Unemployment, employment and propaganda: November unemployment up 90,000 – not down 24,500 – counting 114,000 “fixed discontinuous workers who stopped working”

Spain has highest proportion of contracts of 6 months or less

Unemployment fell in Spain by 24,573 people in November, in what has been the second largest fall in unemployment for this month excluding the pandemic, but this evolution is distorted because, after the labour reform, all workers with fixed discontinuous contracts who go into inactivity and even begin to collect a benefit, are not counted as unemployed.

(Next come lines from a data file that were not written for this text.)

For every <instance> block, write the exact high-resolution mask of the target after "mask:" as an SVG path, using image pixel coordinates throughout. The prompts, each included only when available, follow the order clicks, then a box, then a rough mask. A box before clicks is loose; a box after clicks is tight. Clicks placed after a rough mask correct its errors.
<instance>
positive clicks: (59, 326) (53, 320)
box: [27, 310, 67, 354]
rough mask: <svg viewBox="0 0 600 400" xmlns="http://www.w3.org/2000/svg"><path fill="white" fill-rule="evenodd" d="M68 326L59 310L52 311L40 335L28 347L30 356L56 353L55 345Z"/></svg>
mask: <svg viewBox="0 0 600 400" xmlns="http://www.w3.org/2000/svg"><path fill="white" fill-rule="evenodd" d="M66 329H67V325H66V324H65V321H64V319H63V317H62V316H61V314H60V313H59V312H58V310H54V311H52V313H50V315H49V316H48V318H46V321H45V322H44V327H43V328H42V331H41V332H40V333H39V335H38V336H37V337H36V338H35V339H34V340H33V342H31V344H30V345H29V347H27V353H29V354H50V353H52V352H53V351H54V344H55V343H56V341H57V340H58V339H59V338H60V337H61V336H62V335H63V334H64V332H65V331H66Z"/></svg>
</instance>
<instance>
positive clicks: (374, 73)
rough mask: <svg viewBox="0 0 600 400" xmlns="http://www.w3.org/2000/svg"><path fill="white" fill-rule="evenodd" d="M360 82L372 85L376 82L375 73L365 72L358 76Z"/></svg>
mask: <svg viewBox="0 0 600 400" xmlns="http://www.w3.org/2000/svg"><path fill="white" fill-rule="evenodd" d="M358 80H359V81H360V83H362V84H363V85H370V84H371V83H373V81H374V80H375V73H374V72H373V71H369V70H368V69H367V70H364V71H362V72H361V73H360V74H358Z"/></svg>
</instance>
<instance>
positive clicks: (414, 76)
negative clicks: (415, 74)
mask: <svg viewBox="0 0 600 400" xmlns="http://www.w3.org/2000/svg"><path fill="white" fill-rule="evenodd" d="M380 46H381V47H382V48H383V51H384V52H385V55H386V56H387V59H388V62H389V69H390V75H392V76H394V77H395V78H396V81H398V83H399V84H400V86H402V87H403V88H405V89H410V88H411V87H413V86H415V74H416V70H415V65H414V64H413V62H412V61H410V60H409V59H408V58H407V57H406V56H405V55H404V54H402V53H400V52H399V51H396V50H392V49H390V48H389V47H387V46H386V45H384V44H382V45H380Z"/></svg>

As the newspaper El Mundo explains, in November, a total of 114,000 people became unemployed but are not counted as such, meaning that unemployment would have risen by 90,000 people if they had been taken into account.

This is clear from the affiliation and unemployment data published yesterday by the Ministries of Social Security and Labour, according to which, although 115,500 salaried jobs were destroyed in the hotel and catering industry due to the end of the tourist season, these were not counted in the unemployment figures. The reason for this is that they were all discontinuous permanent workers.

Since the data on registered unemployment are, for this reason, unreliable, it is worth looking at the data on affiliation. These show that employment in the country fell in November by 11,583 people, a much smaller decline than has traditionally been recorded in this month (of 23,219 jobs between 2014 and 2019), reflecting the fact that the labour market is slowing down in the face of economic uncertainty but is still growing.